Dann könnte beispielsweise ein T-Shirt über mikroskopisch kleine Netzsysteme den Puls und die Körpertemperatur des Trägers an den Arzt übermitteln und heute verwendete, teure Systeme überflüssig machen. Diese Idee reizt das Bundesministerium für Bildung und Forschung (BMBF) in Berlin. Und deshalb stellte das Ministerium jetzt einen Topf mit 15 Millionen Euro auf den Tisch.

Einer Mitteilung des VDI/ VDE Innovation und Technik zufolge liegen dem Ministerium bereits 50 Ideenskizzen für Entwicklungsprojekte dafür vor. Es sei zu erwarten, dass ein Dutzend dieser Projekte gefördert werden kann, teilt der Projektträger des Ministeriums mit.

“Intelligent” nennt man Textilien, die durch Mikrosysteme im textilen Material mehr können, als an- und ausgezogen zu werden. Davon soll vor allem die mittelständisch geprägte deutsche Textilindustrie wieder Schwung bekommen. Auf dem Gebiet der technischen Textilien nehmen deutsche Textilunternehmen schon jetzt eine internationale Spitzenstellung ein, heißt es aus Berlin.

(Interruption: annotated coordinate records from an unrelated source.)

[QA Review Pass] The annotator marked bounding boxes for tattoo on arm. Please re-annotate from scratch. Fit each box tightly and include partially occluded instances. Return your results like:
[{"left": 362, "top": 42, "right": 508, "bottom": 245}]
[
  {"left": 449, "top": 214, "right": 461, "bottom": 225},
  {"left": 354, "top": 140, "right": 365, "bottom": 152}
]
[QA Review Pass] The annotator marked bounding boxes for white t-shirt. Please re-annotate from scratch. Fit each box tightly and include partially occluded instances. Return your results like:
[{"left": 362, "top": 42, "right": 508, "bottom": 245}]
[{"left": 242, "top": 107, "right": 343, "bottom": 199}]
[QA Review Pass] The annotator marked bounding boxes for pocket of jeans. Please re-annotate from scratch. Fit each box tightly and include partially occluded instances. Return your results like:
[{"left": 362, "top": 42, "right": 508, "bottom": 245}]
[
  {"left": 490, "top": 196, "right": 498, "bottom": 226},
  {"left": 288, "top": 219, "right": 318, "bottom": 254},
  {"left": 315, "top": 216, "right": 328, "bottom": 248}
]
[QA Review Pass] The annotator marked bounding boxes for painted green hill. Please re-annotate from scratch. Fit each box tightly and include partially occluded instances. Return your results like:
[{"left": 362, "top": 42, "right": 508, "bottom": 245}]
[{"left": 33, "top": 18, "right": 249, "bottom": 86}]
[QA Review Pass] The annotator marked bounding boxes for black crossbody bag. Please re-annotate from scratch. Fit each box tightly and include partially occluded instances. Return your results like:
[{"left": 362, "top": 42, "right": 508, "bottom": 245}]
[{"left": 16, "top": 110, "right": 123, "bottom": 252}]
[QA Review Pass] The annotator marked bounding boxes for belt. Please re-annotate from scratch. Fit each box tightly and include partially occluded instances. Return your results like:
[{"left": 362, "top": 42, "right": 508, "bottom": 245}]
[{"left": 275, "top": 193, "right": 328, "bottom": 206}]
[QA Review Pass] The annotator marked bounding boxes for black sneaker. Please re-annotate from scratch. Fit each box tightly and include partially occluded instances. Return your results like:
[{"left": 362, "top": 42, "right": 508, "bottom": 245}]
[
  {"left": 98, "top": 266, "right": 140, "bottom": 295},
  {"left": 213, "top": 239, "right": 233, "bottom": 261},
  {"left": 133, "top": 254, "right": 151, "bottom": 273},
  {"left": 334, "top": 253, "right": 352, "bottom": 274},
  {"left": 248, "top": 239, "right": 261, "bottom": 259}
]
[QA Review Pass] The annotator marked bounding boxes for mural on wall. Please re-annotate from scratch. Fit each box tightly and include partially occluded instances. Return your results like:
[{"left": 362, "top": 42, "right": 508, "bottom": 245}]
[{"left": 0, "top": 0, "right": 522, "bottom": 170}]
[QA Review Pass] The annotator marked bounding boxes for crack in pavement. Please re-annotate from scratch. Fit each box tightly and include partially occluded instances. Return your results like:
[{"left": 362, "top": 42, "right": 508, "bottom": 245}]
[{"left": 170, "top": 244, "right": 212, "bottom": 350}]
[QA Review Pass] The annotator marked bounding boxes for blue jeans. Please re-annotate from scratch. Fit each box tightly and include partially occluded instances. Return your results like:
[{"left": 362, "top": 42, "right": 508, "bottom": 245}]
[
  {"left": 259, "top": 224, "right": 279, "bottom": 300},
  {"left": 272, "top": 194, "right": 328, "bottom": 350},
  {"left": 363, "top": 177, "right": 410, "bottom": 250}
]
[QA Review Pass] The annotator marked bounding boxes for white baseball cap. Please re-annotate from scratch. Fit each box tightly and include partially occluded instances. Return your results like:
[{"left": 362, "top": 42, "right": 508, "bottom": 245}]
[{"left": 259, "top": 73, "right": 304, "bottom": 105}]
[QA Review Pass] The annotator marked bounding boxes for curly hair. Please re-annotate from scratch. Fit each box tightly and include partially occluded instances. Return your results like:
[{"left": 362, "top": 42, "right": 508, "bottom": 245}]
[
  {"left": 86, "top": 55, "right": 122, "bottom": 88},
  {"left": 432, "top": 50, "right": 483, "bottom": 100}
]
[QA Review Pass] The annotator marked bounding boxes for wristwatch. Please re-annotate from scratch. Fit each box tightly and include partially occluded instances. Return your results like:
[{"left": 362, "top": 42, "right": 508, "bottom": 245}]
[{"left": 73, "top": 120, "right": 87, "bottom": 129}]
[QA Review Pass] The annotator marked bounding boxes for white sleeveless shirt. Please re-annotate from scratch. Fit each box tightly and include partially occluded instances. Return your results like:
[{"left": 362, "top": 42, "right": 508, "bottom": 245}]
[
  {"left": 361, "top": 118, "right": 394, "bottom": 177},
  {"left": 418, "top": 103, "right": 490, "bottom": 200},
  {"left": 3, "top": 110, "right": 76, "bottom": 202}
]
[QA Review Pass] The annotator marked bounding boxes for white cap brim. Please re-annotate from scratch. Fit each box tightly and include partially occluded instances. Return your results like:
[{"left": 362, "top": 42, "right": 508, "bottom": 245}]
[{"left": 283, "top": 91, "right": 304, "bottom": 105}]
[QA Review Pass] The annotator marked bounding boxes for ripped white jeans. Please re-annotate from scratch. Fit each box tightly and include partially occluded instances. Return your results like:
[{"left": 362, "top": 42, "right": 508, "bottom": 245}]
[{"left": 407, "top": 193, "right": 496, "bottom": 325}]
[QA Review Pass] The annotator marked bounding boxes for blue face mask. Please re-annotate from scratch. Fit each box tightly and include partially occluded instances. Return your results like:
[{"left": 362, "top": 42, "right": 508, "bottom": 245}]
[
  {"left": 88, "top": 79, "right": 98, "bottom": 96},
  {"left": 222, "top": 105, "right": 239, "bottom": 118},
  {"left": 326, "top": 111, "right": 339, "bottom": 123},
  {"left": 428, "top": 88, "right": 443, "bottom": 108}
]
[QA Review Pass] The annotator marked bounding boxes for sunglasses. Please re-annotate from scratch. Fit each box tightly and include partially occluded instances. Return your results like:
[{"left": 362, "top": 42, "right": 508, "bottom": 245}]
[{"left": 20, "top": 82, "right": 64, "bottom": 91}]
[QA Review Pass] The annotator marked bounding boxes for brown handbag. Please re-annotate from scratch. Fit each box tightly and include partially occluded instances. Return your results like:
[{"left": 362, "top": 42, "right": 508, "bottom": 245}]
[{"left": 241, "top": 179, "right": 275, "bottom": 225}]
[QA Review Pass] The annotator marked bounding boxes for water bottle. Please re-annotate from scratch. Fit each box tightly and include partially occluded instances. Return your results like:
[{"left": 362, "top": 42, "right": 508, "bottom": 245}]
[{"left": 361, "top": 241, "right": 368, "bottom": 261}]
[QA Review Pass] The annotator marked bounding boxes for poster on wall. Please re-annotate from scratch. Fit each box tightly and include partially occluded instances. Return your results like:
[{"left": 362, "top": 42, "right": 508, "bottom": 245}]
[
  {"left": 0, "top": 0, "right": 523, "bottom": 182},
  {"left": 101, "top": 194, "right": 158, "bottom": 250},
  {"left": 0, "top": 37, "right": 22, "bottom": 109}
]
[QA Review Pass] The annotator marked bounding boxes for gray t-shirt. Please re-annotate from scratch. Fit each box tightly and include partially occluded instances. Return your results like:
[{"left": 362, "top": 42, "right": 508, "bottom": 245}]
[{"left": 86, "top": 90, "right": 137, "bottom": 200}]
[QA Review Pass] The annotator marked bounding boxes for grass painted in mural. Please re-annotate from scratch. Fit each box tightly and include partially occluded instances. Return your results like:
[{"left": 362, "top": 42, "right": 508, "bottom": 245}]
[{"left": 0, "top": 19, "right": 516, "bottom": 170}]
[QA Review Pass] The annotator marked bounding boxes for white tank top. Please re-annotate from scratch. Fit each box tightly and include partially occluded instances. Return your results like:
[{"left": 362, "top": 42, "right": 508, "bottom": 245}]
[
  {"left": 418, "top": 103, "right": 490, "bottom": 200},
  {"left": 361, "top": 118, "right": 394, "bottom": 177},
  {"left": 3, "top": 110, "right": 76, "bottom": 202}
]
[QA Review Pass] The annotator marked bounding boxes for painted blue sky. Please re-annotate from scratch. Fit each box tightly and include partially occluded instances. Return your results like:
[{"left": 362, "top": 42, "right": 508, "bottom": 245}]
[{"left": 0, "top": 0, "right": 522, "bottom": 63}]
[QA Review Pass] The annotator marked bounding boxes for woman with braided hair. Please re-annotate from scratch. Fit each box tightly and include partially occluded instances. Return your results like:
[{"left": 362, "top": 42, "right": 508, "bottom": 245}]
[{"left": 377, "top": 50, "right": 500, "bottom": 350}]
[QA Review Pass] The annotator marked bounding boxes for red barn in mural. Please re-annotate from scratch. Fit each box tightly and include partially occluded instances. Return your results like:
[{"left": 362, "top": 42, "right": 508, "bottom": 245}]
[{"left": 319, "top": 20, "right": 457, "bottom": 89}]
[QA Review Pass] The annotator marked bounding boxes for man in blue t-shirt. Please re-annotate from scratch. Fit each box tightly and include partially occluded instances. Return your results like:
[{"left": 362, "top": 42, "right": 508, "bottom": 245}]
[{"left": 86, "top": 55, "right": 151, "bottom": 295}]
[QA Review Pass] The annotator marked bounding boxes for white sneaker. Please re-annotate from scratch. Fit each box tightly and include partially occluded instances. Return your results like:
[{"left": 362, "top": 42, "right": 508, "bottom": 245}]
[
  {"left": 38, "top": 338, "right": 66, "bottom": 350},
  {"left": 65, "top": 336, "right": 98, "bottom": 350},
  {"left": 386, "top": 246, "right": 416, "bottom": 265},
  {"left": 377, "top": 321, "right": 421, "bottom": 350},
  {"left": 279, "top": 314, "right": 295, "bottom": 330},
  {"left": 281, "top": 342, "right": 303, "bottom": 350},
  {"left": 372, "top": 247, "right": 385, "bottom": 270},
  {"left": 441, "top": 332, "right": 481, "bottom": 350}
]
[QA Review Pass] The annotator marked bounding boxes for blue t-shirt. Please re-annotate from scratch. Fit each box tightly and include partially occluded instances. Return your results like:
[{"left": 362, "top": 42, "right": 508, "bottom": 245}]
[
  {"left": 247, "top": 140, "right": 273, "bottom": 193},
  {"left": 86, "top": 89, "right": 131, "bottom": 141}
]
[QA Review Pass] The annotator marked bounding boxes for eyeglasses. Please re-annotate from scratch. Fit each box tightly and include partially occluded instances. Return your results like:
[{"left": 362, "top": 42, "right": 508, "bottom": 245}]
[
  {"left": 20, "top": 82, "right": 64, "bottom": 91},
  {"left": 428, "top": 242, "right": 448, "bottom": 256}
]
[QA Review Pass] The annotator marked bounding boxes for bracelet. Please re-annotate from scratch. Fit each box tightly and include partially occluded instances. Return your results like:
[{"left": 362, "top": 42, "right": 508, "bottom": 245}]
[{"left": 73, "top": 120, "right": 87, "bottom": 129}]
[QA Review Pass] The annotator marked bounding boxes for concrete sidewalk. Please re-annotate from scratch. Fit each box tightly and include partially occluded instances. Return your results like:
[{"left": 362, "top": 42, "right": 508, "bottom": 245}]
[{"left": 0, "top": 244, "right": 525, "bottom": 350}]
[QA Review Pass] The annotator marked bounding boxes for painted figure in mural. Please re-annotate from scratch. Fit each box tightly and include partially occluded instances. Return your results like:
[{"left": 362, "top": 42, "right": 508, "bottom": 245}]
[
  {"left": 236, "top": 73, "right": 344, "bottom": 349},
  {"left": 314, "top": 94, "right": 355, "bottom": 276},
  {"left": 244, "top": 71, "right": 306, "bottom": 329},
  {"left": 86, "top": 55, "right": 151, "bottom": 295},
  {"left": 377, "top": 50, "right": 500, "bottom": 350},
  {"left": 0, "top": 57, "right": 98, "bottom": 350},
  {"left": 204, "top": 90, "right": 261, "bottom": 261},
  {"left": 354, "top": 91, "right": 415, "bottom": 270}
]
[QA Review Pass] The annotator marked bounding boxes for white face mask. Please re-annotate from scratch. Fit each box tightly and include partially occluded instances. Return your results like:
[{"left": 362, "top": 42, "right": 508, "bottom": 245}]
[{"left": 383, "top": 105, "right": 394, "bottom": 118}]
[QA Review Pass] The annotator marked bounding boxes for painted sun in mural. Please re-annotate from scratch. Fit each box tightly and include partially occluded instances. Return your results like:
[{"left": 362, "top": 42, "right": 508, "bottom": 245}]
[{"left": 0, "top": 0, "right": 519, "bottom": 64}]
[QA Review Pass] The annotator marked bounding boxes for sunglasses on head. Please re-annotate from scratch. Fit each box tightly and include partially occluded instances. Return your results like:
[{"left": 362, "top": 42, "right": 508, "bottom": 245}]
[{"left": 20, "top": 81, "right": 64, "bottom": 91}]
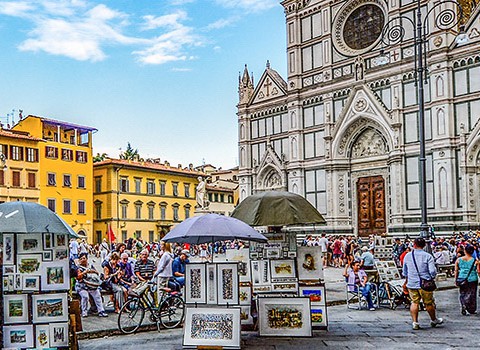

Anwendungsgebiete liegen vor allem in der Gesundheitsbranche. Die Forscher denken laut über Verbände nach, die den Heilungsprozess von Wunden verfolgen können. Schutzanzüge der Feuerwehr sollen eigenständig ihre Klimatisierung regeln. Neben der Umsetzung solcher Anwendungen für Gesundheit und Sicherheit fördert das BMBF die Entwicklung neuer textilbasierter Mikrosystemtechnologien. Dazu gehören neue Sensoren, leuchtende Textilien sowie Aufbau- und Verbindungstechniken.